Aqueous zinc oxide reacts with excess of NaOH, the final products are:
a.) $Zn(OH{)}_2$
b.) $N{a}_{2}Zn{O}_2$
c.) Both A and B
d.) None of them

Answer 1

Hint: In this question, you just need to focus on the word excess. Aqueous zinc oxide will dissolve in alkalis to give soluble compounds. Now give your answer accordingly.

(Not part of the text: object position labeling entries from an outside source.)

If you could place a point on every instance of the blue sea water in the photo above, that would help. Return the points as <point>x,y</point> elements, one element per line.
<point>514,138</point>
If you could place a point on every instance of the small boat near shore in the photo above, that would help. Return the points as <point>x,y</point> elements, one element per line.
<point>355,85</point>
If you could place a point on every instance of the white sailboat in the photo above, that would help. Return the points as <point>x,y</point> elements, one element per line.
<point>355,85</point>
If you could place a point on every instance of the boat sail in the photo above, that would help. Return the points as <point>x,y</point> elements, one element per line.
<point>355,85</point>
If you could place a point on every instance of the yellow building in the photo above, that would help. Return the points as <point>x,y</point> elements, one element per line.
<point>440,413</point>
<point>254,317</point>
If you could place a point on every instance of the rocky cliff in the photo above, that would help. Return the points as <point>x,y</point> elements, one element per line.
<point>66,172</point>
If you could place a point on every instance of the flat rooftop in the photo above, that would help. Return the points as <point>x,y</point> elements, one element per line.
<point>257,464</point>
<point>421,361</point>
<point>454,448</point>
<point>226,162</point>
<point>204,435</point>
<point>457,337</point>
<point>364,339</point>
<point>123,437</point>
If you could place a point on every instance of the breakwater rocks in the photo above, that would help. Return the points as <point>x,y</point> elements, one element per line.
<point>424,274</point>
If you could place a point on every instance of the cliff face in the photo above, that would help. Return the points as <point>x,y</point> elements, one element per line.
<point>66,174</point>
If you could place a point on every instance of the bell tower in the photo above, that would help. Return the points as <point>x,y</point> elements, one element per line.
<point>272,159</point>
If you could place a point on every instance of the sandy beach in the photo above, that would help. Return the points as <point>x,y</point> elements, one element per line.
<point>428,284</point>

Complete step by step answer:

Zinc hydroxide can be prepared by adding sodium hydroxide solution, but not in excess, to a solution of any zinc salt. A white precipitate will be seen:
$Z{n}^{2+}+2O{H}^{-}\to Zn(OH{)}_2$
If excess sodium hydroxide is added, the precipitate of zinc hydroxide will dissolve, forming a colorless solution of zincate ion:
$Zn(OH{)}_2+2O{H}^{-}\to Zn(OH{)}_4^{2-}$
Solutions of sodium zincate may be prepared by dissolving zinc, zinc hydroxide, or zinc oxide in an aqueous solution of sodium hydroxide.
Hence, we can say that zinc oxide reacts with an excess of sodium hydroxide to produce sodium zincate and water. This reaction takes place at a temperature of 500-${600}^0$C.
$ZnO+2NaOH\to N{a}_{2}Zn{O}_2+H_{2}O$

Therefore, we can conclude that the correct answer to this question is option B.

Note: Sodium zincate refers to anionic zinc oxides or hydroxides, depending on conditions. In the applications of these materials, the exact formula is not necessarily important and it is likely that aqueous zincate solutions consist of mixtures.
$N{a}_{2}Zn{O}_2$ is a type of oxo zincate.